Optional (override to enhance):

Method Default Purpose
#update_message(chat_id, message_id, text) false Edit a sent message in place (for streaming progress).
#supports_message_updates? false Whether the platform supports message edits.
#validate_config(config) [] Returns an array of error strings; empty means valid.

Note: start / stop / send_text on Base are stubs that raise NotImplementedError. If your subclass does not actually override them, the loader detects the missing implementation and skips it — it cannot silently "pretend to implement".

CLI workflow

1. Scaffold

clacky ext new slack-channel --full

The --full reference container includes a channels/ adapter stub (plus samples of the other six contribution types). You can also build a channel-only container: run clacky ext new slack-channel, trim ext.yml down to just contributes.channels, and write the inheritance, self-registration, and required methods in channels/slack.rb.

2. Fill in the TODOs

Open channels/slack.rb and replace the # TODO markers with real logic. Do not remove the self-registration line at the bottom:

Clacky::Channel::Adapters.register(:slack, SlackAdapter)

3. Verify loading

clacky ext verify

Sample output:

[OK]   slack-channel/slack (channel, local)
[ERR]  broken-one/slack (channel.adapter.missing) — adapter file not found [channels/slack.rb]

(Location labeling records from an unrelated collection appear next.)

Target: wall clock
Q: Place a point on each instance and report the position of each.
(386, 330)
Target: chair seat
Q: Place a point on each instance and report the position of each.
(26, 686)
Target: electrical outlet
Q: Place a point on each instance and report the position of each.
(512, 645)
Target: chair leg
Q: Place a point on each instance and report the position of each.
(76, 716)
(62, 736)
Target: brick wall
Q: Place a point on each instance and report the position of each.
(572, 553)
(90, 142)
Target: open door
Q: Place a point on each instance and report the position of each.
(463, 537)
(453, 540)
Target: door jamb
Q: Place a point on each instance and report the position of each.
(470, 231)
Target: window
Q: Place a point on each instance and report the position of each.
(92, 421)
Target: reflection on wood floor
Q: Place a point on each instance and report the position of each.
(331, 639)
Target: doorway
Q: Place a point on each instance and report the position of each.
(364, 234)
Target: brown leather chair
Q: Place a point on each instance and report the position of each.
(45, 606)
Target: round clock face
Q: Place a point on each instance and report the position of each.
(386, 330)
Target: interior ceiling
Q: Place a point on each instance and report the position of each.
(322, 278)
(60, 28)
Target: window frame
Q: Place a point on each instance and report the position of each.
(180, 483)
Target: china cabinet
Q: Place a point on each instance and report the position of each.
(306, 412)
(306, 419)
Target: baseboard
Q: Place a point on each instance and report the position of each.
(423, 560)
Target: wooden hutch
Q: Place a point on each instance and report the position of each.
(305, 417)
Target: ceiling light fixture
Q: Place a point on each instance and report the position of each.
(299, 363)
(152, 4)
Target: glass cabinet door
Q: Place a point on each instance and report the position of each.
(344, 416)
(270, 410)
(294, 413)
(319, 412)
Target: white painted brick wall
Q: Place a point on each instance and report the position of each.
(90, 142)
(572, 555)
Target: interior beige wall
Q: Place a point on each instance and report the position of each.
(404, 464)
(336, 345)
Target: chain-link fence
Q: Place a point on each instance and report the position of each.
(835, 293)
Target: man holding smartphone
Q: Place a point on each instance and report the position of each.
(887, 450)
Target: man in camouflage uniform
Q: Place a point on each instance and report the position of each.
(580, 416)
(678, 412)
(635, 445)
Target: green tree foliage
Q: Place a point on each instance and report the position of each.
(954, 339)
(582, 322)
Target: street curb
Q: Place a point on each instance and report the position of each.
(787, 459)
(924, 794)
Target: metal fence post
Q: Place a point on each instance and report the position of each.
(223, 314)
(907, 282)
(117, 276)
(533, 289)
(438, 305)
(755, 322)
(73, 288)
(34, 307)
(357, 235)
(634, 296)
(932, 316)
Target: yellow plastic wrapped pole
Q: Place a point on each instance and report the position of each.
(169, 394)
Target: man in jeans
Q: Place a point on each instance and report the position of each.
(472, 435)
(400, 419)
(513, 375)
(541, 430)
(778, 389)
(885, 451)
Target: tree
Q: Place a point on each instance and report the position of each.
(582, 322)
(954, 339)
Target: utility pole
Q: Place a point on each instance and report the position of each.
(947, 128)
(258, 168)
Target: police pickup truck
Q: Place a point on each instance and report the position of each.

The command exits non-zero on any error — handy for CI.

Minimal example

require "clacky"

module ClackyChannels
  class SlackAdapter < Clacky::Channel::Adapters::Base
    def self.platform_id
      :slack
    end

    def self.platform_config(raw)
      {
        bot_token: raw[:bot_token],
        signing_secret: raw[:signing_secret]
      }
    end

    def initialize(config)
      @config = config
      @running = false
    end

    def start(&on_message)
      @running = true
      while @running
        # replace with a real long-poll / socket loop
        sleep 1
      end
    end

    def stop
      @running = false
    end

    def send_text(chat_id, text, reply_to: nil)
      # call Slack API; demo only
      { message_id: "demo-#{Time.now.to_i}" }
    end

    def validate_config(config)
      errors = []
      errors << "bot_token is required" if config[:bot_token].to_s.empty?
      errors
    end
  end
end

Clacky::Channel::Adapters.register(:slack, ClackyChannels::SlackAdapter)

Inbound event format

Events yielded from start should follow the convention used by built-in adapters (see Feishu / WeCom): include at minimum chat_id, message_id, user_id, text, platform, so upper-layer routing can handle them uniformly across platforms.

Debugging tips

  • Log to ~/.clacky/logs/<name>.log from inside start. Long-polling bugs are hard to spot any other way.
  • clacky ext verify only checks whether the adapter loads — it does not actually connect to the service. Use your own validate_config to check config values before launch.
  • If you keep seeing unimplemented methods: ..., double-check method names, instance vs class, and that the methods are not under a private block.